The primary antibodies identified in AAV are proteinase 3 (PR3) and myeloperoxidase (MPO)-ANCA antibodies. These autoantibodies are hallmarks of AAV, with PR3‐ANCA being the most common in GPA, while MPO‐ANCA is the most common in MPA. However, the association of vasculitic glomerulonephritis with membranous nephropathy is rare, estimated to be <5% of all membranous glomerulonephritis (MGN) cases, and is reported only in a handful of times in the literature [1]. Many concomitant MGN and AAV cases are also diagnosed together at presentation (Table 1). Our case had positive myeloperoxidase (MPO)-ANCA antibodies. The histological pattern of MGN is characterized by the formation of subepithelial immune complex deposits with changes to the glomerular basement membrane. Primary MGN occurs in approximately 75% of MGN cases and is caused by circulating anti-PLA2R antibodies against the podocyte antigens. In 25% of cases, secondary MGN occurs and is associated with hepatitis B, autoimmune diseases, thyroiditis, malignancies, and certain drug use such as nonsteroidal anti-inflammatory drugs (NSAIDs) [2].

Microscopic hematuria, proteinuria, and acute kidney failure are all common presentations of MGN associated with ANCA vasculitis [3, 4]. In a case series of 15 patients reported by Nikolopoulou et al., microscopic hematuria was detected in all of them except for one who was anuric. Moreover, proteinuria was also noticed with a median UPCR of 819.5 mg/mmol (reference range 88–5600) [3]. The reported case presented with UPCR was 19.2 g/day. Extrarenal symptoms are also common including fatigue, arthralgias, and malaise. A literature review done by Balafa et al., which included 38 patients with ANCA-positive MGN and 30 patients with ANCA-negative MGN, revealed that vasculitis symptoms predominated in the first group, but were absent in the second one [5].

The renal function at presentation along with the presence of antibodies may predict the clinical outcome. However, prognosis is variable with 40% of patients progressing to end-stage renal disease [3]. Patients with MGN and ANCA-associated NCGN are likely to have heavier proteinuria and a worse prognosis than patients with ANCA-associated NCGN alone [4]. In addition to higher levels of urinary protein excretion and decreased eGFR at the time of renal biopsy being risk factors for poor prognosis in MGN, crescent formation was reported to be another risk factor for worse renal outcome [6].
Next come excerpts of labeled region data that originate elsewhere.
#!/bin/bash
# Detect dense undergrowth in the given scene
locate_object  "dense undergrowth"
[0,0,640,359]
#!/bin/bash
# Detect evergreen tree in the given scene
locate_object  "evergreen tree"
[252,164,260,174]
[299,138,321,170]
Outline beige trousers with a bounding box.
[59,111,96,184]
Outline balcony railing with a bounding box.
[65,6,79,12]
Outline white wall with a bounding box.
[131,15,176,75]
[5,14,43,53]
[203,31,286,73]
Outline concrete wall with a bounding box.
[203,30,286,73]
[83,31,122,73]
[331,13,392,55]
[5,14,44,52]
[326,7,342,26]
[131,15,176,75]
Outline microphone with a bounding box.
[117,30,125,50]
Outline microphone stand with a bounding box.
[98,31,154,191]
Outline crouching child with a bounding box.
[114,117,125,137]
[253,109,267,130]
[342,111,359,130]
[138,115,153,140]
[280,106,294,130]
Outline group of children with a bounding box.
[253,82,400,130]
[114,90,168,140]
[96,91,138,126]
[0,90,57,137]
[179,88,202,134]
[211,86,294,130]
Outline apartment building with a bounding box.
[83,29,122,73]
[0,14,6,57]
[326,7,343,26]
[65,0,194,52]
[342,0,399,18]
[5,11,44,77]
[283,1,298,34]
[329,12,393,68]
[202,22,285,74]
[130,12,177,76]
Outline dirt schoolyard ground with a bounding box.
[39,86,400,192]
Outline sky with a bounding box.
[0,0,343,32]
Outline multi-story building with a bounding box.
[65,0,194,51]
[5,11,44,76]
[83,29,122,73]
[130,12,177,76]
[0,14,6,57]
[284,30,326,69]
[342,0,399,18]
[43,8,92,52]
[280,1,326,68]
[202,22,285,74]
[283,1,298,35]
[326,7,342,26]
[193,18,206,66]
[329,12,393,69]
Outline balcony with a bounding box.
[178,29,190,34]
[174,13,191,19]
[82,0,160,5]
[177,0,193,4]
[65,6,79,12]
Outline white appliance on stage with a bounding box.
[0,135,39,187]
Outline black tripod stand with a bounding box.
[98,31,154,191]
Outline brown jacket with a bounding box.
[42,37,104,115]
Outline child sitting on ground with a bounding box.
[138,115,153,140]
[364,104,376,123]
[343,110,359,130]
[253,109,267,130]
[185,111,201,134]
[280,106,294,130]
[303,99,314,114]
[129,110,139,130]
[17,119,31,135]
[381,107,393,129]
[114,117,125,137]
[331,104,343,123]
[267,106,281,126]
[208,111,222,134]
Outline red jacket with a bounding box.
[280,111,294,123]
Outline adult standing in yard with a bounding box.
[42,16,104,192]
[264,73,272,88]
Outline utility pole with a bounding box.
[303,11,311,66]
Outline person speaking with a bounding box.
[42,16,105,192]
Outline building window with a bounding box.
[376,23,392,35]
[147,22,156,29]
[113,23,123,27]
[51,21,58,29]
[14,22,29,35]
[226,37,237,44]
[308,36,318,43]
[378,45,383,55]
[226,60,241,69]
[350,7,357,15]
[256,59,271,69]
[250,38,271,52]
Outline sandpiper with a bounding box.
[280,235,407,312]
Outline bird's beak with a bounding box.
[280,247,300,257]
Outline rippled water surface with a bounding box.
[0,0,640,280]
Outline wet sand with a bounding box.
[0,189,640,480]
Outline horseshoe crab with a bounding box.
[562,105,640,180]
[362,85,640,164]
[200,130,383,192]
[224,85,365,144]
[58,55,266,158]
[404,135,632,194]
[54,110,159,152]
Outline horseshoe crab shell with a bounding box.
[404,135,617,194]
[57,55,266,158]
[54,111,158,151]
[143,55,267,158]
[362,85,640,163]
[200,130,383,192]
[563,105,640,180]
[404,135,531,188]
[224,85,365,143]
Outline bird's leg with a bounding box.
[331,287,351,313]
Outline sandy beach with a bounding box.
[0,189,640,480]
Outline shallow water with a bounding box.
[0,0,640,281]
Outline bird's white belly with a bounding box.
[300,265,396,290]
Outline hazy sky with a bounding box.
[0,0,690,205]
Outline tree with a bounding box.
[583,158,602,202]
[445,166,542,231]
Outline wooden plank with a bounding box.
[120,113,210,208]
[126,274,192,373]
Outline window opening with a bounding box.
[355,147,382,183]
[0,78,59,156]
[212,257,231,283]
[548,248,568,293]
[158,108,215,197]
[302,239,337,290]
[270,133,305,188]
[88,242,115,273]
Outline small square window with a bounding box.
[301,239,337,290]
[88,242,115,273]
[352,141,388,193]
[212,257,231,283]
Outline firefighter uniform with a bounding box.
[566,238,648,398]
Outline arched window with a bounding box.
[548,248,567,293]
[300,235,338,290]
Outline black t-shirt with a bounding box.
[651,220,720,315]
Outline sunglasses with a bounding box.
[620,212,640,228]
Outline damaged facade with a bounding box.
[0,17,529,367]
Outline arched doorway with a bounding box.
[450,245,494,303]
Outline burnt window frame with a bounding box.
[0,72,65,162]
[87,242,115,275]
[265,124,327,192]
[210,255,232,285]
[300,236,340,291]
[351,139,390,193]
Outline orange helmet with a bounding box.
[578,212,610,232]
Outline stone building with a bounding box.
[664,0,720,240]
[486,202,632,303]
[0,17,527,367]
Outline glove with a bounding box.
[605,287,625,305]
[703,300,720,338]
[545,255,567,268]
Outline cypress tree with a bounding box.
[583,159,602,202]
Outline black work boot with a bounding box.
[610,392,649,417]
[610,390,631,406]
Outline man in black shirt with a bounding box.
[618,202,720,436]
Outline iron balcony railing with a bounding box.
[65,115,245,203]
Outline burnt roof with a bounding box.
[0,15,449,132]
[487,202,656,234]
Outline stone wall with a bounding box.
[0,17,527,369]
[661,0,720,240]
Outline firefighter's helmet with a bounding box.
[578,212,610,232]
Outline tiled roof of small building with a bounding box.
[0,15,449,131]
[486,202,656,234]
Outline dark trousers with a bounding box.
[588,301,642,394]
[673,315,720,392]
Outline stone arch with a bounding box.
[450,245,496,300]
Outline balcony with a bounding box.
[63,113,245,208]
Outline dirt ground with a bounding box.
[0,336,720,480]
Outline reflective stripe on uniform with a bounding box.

Prompt aggressive treatment can lead to stabilization of renal function and a significant decline in proteinuria. Treatment typically involves a combination of immunosuppressive agents such as steroids and cyclophosphamide and/or rituximab. Nasr et al.’s case series of 14 patients revealed that 5 out of 14 patients progressed to ESRD despite treatment; however, ANCA testing was repeated after treatment in 7 patients and revealed that 5 patients were seronegative [3]. In Nikolopolou et al.’s case series, 9 patients had stabilization or improvement of renal function, 6 had progressed to ESRD, and 4 died in the median 72-month follow-up period [4]. All the patients were treated with steroids, 10 with cyclophosphamide and 6 with rituximab [4]. There is currently not enough evidence to guide treatment when deciding between the addition of cyclophosphamide versus rituximab.

3. Conclusion

Our case of a 53-year-old man who was found to have both ANCA-associated GN and MGN with crescents on kidney biopsy represents a rare dual glomerulopathy. An overlap between MN and ANCA is rare and might require a histological diagnosis. Presentation with proteinuria, microscopic hematuria, and acute kidney injury should prompt treatment for rapidly progressive glomerulonephritis to prevent poor clinical outcomes and progression to end-stage renal disease.


The abstract was presented at the American Society of Nephrology.

Conflicts of Interest

The authors declare that they have no conflicts of interest.